FUTURE JOY PRESENTATION!  We spoil you.  Our second show of the month, again impossible without the FYB and Lesson No. 1 heroes, this is a splendidly opportune time to acquaint yourself with the fuzzed-up psych-blues-grunge swagger of Philly mainstay Mike Polizze and friends.  Previously Purling Hiss acted as the bracingly no-fi, static-stricken side-project Polizze started while in thumping scorched-earth garage fuzzballs Birds Of Maya.  Fourth album Water On Mars, though, refines their style with cleaner production, Dinosaur/Kurt Vile hooks and gnarled Comets on Fire soloing.  It’s disarmingly direct and catchy in places, tackling the same jangle-friendly, country-leaning indie rock that Pavement, Silver Jews or Meat Puppets turned their hands to, credentials you might rightly expect given their releases on the likes of Woodsist and Mexican Summer before WOM appeared this year on Drag City.  Lyrically running the whole gamut from A to B – drug songs, party songs, slacker philosophising – they do the classic Dinosaur trick of verse/solo/verse songs still being perversely catchy.  Great stuff.  We’ve excellent support for this one, too; Chain Of Flowers’ moody, reverbed Joy Division/Cure influenced noise and the ripping math-pop zingers of Rough Music.  Come join us!

Mayfest closing party: HEATSICK, Cube, 26th

A stunning-sounding closer for the sprawling festival of contemporary theatre that brings bold, interactive arts and theatre productions out of the theatres and into smaller, more unique spaces.  Heatsick (Berlin-based producer Steven Warwick) was notably absent from the recent PAN showcase at Arnolfini but his Extended Play A/V project could hardly have shared a bill with anyone else.  It’s pretty much a natural conclusion for his sumptuous, slow-build casio-disco, a hypnotic minimalist grind that refracts Li’l Louis and Todd Terry grooves through the modern day cosmic jams of Hieroglyphic Being, Not Not Fun-style reliance on lo-fi synth patterns and even the insistent, chaotic rush of Omar Souleyman.  It’s a teasing, repetitive and ultimately ecstatic form of house music built from modest components and best enjoyed on the ace Déviation EP.  The live show stretches a single, unrelenting piece out for hours on end, with Warwick using and inhabiting the whole building as part of the work; part club set, part installation, encouraging interactivity from the surroundings and the audience.

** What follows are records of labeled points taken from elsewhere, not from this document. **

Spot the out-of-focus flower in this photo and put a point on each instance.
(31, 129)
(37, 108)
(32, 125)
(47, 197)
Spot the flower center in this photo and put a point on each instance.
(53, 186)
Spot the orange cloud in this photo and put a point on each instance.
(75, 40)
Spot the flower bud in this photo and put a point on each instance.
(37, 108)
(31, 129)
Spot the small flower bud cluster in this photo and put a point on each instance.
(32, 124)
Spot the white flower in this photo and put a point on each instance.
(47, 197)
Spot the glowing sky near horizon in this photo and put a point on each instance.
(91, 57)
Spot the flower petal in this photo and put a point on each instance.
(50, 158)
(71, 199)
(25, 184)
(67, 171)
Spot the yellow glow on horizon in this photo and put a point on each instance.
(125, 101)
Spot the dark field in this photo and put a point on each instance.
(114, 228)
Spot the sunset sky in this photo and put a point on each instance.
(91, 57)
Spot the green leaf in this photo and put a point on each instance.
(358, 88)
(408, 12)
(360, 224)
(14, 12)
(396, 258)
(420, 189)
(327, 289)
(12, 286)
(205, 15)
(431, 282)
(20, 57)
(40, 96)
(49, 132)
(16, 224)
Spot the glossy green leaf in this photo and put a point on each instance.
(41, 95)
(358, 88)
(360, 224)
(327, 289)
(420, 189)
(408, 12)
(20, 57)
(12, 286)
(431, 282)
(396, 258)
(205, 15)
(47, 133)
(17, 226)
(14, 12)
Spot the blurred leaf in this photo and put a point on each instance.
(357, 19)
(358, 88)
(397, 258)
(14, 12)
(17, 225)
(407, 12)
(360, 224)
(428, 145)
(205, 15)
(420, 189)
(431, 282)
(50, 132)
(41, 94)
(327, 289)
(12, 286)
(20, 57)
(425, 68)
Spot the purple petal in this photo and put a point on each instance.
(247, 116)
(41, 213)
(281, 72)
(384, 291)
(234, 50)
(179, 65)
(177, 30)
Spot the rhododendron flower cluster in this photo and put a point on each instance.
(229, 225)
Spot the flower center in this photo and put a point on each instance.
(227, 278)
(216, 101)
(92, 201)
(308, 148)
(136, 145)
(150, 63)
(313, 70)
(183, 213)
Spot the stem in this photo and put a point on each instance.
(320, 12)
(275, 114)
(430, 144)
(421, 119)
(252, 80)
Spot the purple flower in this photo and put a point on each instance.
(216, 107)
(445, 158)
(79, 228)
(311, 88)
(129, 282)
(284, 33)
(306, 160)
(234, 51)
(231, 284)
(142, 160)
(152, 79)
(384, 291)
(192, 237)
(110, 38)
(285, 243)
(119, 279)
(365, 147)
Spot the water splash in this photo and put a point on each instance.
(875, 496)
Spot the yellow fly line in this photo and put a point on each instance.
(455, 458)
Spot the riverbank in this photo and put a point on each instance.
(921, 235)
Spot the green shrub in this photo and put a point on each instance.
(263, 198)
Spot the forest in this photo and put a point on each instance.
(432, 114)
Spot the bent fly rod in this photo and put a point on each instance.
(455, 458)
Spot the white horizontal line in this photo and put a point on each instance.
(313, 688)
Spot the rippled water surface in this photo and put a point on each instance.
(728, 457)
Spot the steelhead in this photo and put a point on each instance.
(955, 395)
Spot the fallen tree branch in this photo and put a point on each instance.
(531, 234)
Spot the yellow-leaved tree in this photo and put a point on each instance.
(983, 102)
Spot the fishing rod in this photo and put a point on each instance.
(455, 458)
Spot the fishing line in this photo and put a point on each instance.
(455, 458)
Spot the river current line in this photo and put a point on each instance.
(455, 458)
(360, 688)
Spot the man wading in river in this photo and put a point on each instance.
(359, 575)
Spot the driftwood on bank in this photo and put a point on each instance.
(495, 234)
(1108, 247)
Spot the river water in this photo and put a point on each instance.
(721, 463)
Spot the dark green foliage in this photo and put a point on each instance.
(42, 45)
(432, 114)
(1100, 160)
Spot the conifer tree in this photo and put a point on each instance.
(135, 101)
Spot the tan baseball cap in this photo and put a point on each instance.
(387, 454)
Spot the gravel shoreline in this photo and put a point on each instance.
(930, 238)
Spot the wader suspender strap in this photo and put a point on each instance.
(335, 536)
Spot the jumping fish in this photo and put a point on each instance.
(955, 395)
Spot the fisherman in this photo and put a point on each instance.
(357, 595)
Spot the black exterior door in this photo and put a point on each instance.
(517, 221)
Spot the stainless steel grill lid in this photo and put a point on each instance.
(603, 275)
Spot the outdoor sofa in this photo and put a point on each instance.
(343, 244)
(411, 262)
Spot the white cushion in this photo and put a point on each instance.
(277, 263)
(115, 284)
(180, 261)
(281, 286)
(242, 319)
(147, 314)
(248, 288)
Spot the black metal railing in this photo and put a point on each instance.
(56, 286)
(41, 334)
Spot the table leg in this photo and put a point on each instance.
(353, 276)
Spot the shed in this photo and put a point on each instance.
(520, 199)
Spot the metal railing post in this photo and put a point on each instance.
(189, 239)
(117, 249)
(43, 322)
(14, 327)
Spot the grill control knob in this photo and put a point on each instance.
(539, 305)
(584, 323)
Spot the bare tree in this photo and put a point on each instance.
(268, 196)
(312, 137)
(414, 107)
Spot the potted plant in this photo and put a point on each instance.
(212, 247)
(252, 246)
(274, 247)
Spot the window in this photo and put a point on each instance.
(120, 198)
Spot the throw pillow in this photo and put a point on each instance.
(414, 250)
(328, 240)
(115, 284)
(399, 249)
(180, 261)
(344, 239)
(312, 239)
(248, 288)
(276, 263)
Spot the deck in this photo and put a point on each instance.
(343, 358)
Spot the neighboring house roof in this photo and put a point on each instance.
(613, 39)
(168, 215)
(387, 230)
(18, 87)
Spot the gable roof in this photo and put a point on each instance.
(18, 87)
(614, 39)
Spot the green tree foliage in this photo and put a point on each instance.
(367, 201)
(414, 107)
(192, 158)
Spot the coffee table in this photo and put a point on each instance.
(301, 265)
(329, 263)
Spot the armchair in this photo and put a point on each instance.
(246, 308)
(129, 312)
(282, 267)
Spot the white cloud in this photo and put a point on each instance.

THE JEFFREY LEWIS & PETER STAMPFEL BAND / QUIET MARAUDER / MY NAME IS IAN, Moon Club, 27th

A generation or two apart but the most natural friends and collaborators.  Jeff Lewis’ itinerant, guitar-sketchbook-rucksack troubadour nature always seemed of another time, and not entirely suited to the big-room headline status his growing popularity afforded him a couple of years back.  Funny, wordy, thoughtful and reflective, his verbose, scrappy antifolk keeps its charm even with superficially enhanced production and bolder arrangements but there’s a glee to the early stuff, or the Crass covers LP, that’s hard to beat.  The same goes for Come On Board, the 2011 album he recorded with ex-Holy Modal Rounder Stampfel, lifelong psych-folk doyen, chum of Michael Hurley and one-time Fugs sideman.  Stampfel’s fiddle, mandolin and enthusiastic vocals tumble all over that record and inspire an obvious delight in Lewis too.  They’re touring as a five-piece band including Franic out of the Wave Pictures on mandolin, and there’s a second volume of collaborations out to coincide.  Probably the smallest venue Lewis has played in Cardiff since the pre-refurb Buffalo in 2005, it’ll be a packed out, joyous occasion.